A Python toolkit for video pose estimation with pluggable exercise analyzers. Uses MediaPipe for skeleton tracking.
- Pose estimation overlay on videos (skeleton, hip/shoulder markers, velocity arrows)
- Modular analyzer system for exercise-specific analysis
- Currently includes: Deadlift hip-shoot detection
python -m venv venv
source venv/bin/activate
pip install opencv-python mediapipe numpysource venv/bin/activate
# Pose overlay only
python -m pose_analyzer video.mp4
# With deadlift analysis
python -m pose_analyzer --analyzer deadlift video.mp4
# Custom output path
python -m pose_analyzer -a deadlift video.mp4 -o output.mp4The tool produces:
- Analyzed video with pose overlays
- Console report of detected events (when using an analyzer)

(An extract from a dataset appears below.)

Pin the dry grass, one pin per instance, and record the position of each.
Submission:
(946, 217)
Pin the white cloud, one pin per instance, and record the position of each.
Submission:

| Element | Color | Meaning |
|---|---|---|
| Hip marker | Cyan | Hip center position |
| Shoulder marker | Magenta | Shoulder center position |
| Torso line | White | Hip to shoulder connection |
| Velocity arrows | Cyan/Magenta | Movement direction and speed |
Detects "hip shooting" - when hips rise faster than shoulders during a deadlift pull. This indicates the lifter's back angle is becoming more horizontal, a common form breakdown.
- Camera angle: Side view works best
- Lighting: Good, consistent lighting improves detection
- Clothing: Fitted clothing helps landmark detection
- Full body visible: Keep hips and shoulders in frame
- Works best with side-view videos
- Single person detection only
- CPU-based (MediaPipe doesn't use GPU on desktop)
- Hip shoot detection is experimental and not accurate - the deadlift analyzer is a work in progress and should not be relied upon for form feedback. Currently, this tool is most useful for overlaying a stick figure skeleton on videos.